Dentro la Confessione, le parole del Sacerdote sono limitate a cio' che si è detto, e quindi non aspettarsi ad un'accompagnamento spirituale da sua parte. La sua attenzione è rivolta solo alle questioni di peccato menzionate..
Se si vuole trattare di cose "fuori" di questioni di peccato, si chiede appuntamento al Sacerdote di nostra scelta e si va a vederlo. In quel caso siamo nell'acompagnamento, o nel "chiedere consiglio".

Di per se la Confessione (che è un Sacramento) e l'Accompagnamento sono cose distinte. A volte se si riesce, e se si vuole, si puo' avere una sola persona per ambedue! pero' nel caso dell'assenza dell'acompagnatore si puo' sempre confessarsi da qualsiasi confessore!!!

Ogni sacerdote normalmente puo' confessare.
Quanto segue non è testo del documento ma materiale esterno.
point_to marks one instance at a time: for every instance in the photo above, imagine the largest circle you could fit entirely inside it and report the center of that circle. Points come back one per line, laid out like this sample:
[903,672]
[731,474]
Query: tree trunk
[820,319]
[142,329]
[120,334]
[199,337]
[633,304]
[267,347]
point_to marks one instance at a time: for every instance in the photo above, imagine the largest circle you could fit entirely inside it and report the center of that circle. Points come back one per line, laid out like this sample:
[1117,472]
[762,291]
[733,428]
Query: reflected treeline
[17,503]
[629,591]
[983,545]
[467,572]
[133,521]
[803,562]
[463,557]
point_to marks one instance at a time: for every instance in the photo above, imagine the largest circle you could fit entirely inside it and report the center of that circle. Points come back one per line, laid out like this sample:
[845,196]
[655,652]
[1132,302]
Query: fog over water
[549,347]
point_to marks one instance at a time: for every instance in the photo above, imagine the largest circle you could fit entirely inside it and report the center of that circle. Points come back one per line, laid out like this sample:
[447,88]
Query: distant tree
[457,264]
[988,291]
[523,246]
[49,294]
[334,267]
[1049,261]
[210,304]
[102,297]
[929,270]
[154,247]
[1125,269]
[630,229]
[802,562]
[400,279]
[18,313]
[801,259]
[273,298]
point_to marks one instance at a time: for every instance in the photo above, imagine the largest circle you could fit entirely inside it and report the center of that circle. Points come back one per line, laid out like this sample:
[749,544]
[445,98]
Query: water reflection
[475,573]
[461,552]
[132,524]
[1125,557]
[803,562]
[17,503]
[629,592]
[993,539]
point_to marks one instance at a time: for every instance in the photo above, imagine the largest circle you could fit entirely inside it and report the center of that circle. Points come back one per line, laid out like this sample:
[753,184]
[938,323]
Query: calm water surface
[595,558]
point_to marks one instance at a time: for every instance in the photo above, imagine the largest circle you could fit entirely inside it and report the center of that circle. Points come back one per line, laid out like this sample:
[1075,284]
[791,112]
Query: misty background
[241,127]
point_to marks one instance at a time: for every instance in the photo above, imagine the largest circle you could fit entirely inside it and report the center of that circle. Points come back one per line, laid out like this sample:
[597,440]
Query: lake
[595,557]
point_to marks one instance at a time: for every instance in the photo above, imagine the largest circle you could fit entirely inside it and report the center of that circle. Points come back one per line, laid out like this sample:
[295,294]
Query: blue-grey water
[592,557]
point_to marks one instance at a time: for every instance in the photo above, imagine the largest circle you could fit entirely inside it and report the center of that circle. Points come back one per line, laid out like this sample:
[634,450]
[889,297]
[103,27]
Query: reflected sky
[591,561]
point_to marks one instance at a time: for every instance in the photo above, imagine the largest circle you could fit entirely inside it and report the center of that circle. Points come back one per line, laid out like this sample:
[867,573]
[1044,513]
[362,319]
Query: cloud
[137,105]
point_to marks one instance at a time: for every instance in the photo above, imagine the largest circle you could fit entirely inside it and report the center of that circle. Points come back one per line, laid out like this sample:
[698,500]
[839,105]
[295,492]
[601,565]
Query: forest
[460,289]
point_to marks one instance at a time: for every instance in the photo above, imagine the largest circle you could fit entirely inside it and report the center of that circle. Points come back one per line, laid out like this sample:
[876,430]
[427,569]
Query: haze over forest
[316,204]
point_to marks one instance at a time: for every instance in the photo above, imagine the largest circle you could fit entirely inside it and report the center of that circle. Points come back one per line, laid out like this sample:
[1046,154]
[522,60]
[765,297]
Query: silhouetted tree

Mentre l'accompagnamento richiede delle capacità non direttamente legate al Carattere sacerdotale (anche se si auspica che tutti i sacerdoti ne siano capaci): Esperienza, Scienza, Discernimento.

In un certo senso si puo' anche dire che la Confessione è proposta dal ramo Sacerdotale della chiesa (per es. il prete di parrochia) e l'accompagnamento è proposto dal ramo "Profetico" (i monaci, i religiosi ecc...). E' un modo di parlare che adopero chi per far capire le cose! Ma non prenderlo in sensso stretto e unico.

La Tradizione monastica antica ci ricorda anche un fatto molto importante: che è necessario per progredire velocemente e efficacemente di rivelare anche i pensieri all'acompagnatore! Quindi, paradossalmente, si dice molto di più all'accompagnatore che al Confessore!